[When Wilderness Was King by Randall Parrish]@TWC D-Link book
When Wilderness Was King

CHAPTER XXIII
9/11

"'T will haunt me till the hour I die." "Bah! 'T will all be forgotten with return of daylight," I was quick to reply; for had found relief in action, and could perceive already that the clouds were becoming shapeless and drifting rapidly southward in a great billowy mass.

"Do not stand there moping like a day-blind owl, but aid me to make Mademoiselle see the foolishness of her fears." The sting of these words moved him more than a blow would have done; but as he knelt beside her, I noted there was little of the old reckless ring in his voice.
"'T is indeed true, Toinette,--'t was but a cloud, and has already greatly changed in aspect.

'T will be no more than cause for laughter when the sun gilds the plain, and will form a rare tale to tell to the gallants at Montreal.

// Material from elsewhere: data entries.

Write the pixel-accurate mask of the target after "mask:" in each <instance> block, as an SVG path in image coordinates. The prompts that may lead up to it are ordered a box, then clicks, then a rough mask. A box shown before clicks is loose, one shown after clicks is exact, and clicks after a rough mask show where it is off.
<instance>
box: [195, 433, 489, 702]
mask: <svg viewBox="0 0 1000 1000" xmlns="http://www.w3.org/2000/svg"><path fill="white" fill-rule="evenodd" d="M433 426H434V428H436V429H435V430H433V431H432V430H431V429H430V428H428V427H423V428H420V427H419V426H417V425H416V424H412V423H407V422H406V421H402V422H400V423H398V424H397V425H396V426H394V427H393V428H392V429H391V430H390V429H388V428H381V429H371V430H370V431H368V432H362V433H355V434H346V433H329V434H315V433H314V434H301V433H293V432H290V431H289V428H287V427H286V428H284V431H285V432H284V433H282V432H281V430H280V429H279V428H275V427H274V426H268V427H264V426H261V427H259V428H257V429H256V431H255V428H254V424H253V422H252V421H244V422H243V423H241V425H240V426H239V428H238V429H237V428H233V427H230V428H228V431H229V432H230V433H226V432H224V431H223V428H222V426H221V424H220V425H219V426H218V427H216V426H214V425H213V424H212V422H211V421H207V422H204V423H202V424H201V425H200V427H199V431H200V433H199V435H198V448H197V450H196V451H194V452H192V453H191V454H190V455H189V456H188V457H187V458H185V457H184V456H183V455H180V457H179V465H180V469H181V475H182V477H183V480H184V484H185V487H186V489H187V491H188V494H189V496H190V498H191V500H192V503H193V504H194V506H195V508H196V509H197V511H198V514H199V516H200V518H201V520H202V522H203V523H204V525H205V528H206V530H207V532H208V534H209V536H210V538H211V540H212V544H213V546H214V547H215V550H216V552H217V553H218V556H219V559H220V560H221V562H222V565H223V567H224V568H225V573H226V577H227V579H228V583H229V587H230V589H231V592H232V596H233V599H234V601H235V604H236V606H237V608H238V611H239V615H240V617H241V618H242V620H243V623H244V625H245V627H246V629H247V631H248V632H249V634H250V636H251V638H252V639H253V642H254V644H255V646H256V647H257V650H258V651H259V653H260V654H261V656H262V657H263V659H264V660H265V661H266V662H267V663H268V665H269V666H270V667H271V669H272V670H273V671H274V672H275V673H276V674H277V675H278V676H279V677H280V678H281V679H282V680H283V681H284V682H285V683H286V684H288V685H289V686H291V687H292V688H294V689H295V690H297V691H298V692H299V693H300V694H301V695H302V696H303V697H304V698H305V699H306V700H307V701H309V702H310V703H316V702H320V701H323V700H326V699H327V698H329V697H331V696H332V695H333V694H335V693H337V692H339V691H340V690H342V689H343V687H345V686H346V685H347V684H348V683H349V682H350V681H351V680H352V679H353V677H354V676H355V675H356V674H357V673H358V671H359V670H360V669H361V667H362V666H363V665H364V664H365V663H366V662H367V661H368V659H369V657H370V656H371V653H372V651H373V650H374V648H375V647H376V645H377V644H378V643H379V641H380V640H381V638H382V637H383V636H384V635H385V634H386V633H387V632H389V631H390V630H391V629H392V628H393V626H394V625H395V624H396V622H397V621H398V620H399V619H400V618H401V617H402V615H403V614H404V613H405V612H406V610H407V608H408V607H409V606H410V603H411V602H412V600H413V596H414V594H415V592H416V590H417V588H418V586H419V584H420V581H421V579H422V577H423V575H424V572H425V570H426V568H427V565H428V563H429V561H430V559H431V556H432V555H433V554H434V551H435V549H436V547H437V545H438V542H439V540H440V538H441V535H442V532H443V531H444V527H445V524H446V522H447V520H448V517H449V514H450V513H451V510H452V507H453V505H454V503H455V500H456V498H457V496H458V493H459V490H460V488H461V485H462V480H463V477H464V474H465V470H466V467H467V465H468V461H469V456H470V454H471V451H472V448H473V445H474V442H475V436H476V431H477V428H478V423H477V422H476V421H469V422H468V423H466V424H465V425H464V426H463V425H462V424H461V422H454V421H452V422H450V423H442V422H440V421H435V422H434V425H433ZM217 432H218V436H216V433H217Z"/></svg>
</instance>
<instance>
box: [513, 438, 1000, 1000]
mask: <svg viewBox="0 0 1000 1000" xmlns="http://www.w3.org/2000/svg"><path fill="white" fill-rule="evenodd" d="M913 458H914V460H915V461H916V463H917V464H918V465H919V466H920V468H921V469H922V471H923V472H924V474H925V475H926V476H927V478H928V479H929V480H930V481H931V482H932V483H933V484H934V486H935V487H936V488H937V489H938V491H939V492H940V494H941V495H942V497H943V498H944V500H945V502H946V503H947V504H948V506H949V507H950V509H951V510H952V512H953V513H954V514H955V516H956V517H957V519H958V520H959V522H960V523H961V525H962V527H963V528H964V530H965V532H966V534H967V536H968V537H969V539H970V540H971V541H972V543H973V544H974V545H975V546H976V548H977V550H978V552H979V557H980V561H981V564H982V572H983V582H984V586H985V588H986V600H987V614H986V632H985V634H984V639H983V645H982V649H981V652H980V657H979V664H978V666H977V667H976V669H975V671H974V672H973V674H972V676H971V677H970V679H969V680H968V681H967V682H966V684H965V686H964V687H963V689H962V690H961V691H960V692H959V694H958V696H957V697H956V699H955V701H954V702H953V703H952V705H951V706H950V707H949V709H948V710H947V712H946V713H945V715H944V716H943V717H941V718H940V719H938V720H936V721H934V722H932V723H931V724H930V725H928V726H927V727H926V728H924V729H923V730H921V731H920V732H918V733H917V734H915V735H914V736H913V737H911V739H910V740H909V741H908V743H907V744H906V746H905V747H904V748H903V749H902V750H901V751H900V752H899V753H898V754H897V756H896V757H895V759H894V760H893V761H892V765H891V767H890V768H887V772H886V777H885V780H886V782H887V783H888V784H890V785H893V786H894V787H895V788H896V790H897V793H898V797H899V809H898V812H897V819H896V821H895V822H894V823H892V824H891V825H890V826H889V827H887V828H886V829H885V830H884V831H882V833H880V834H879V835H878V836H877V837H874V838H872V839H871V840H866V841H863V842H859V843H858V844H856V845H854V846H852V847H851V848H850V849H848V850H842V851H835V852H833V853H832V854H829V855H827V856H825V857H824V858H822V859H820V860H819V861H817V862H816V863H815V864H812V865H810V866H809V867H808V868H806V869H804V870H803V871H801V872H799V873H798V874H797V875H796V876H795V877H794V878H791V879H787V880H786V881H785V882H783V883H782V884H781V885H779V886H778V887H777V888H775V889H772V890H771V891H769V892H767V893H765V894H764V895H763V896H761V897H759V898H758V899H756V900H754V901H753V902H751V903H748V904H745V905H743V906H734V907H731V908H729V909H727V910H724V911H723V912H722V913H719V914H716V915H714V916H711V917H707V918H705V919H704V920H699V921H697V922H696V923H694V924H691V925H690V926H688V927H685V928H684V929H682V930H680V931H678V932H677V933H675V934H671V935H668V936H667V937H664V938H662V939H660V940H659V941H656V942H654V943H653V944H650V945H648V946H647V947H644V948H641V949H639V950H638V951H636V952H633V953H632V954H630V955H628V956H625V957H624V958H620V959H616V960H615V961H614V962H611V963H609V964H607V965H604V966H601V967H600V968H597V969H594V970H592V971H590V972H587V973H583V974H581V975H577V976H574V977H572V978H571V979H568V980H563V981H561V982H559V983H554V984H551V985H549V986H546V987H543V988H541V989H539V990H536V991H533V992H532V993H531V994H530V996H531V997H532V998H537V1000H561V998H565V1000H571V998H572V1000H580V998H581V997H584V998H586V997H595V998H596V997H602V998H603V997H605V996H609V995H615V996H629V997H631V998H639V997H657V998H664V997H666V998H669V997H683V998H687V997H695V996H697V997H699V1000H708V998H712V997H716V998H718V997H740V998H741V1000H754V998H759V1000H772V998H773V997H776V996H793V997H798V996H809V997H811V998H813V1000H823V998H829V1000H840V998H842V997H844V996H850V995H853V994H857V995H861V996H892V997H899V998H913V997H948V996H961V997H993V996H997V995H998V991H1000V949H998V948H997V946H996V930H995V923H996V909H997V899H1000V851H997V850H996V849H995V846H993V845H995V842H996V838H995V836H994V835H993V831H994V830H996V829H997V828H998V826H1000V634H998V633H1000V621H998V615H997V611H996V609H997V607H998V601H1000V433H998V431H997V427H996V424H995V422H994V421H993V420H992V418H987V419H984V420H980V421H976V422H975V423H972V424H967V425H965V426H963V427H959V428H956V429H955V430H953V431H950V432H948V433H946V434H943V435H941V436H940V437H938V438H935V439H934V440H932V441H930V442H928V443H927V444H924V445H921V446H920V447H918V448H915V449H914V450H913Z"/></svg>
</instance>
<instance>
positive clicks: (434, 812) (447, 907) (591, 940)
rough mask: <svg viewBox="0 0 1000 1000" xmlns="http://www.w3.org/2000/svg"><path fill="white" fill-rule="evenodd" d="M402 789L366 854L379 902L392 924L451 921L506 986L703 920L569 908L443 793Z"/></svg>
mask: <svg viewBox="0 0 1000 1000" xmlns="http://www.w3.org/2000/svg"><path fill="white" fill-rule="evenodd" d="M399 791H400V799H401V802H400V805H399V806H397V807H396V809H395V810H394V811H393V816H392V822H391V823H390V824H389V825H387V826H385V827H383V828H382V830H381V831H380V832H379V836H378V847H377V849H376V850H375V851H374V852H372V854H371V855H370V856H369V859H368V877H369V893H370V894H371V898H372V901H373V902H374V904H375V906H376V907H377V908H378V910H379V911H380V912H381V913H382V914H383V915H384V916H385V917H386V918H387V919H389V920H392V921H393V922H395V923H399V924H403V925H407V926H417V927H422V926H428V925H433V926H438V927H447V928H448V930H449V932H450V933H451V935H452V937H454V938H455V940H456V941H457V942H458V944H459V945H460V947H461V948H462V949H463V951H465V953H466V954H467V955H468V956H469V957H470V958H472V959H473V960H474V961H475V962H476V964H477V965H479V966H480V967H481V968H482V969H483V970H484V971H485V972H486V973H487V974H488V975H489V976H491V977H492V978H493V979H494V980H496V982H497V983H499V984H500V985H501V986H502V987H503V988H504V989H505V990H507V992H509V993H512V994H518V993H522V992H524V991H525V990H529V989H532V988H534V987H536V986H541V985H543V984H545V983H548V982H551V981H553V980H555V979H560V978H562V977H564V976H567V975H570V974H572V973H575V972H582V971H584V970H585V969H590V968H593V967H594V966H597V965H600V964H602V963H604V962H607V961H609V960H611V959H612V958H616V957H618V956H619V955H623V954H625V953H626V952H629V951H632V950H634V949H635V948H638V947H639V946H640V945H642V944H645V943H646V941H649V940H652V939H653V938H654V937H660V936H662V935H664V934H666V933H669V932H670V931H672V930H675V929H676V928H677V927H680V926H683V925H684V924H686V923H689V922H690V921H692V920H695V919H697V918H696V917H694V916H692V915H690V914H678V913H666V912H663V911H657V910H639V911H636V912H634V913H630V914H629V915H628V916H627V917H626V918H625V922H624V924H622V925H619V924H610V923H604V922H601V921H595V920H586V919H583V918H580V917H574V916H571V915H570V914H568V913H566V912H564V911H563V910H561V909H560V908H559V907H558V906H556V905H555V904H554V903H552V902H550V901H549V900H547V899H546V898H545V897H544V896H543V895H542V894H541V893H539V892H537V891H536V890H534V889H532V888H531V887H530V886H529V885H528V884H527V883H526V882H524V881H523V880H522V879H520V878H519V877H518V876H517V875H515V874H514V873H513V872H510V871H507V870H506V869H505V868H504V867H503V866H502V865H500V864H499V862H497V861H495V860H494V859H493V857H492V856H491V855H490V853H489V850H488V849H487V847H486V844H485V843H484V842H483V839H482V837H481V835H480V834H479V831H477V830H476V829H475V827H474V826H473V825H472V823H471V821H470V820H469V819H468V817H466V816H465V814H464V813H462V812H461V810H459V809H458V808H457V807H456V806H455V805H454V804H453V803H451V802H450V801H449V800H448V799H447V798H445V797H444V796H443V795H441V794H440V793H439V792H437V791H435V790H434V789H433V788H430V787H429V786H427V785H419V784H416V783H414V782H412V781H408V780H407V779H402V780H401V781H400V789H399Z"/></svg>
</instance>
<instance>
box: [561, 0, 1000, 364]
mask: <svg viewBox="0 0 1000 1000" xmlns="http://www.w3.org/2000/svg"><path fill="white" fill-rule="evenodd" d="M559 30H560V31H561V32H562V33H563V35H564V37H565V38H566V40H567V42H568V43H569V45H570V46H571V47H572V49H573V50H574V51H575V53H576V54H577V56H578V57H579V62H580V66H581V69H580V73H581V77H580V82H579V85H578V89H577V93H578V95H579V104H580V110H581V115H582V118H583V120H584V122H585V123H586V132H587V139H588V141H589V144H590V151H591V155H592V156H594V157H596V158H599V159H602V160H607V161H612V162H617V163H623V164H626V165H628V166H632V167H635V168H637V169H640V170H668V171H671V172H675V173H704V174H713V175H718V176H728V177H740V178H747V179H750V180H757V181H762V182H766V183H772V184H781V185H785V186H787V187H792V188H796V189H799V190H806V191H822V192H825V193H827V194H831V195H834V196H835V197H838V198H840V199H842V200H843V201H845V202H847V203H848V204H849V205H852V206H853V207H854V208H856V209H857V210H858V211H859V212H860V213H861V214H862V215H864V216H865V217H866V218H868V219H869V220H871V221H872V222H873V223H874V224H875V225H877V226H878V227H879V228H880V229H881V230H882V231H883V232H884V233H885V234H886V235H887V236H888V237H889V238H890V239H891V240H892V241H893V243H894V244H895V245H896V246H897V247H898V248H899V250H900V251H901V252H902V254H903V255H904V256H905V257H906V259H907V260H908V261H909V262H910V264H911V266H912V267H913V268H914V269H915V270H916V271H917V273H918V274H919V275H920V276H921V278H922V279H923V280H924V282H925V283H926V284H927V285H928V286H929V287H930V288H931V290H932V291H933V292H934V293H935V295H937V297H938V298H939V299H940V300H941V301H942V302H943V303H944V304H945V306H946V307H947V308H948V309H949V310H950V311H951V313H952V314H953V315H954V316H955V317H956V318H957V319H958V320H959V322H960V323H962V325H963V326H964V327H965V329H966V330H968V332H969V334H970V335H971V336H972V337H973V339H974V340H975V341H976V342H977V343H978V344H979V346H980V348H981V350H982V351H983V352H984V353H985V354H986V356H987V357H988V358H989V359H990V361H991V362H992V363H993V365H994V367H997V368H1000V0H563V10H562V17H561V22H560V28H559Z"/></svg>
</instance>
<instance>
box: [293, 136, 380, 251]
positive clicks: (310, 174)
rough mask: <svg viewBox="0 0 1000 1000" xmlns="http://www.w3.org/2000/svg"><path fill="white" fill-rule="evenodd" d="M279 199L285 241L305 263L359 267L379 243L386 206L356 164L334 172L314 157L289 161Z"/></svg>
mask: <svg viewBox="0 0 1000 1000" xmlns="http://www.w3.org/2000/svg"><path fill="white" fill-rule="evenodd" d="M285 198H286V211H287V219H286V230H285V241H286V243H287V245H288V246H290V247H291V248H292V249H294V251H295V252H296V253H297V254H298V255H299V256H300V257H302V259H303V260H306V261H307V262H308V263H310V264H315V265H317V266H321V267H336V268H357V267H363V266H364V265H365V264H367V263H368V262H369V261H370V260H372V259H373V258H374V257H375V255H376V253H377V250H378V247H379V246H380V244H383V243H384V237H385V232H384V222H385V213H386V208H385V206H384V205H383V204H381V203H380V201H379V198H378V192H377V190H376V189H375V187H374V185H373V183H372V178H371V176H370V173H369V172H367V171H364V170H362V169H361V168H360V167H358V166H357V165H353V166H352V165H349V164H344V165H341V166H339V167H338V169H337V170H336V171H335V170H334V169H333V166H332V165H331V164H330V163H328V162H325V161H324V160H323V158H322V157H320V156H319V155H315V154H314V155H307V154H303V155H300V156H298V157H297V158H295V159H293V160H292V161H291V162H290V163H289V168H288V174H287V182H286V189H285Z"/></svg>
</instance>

Yet, Saint Guise! 't was grewsome enough, and my knees quake still from the terror of the thing." Mademoiselle was as brave and cool-headed a girl as ever I knew; but so thoroughly had she been unnerved by this dreadful happening, that it was only after the most persistent urging on our part that she consented to be led below.

There, at the foot of the ladder, I stepped aside to permit De Croix to walk with her across the parade; but she would not go without a word of parting.
"Do not think me weak and silly," she implored, her face, still white from the terror, upturned to me in the moonlight.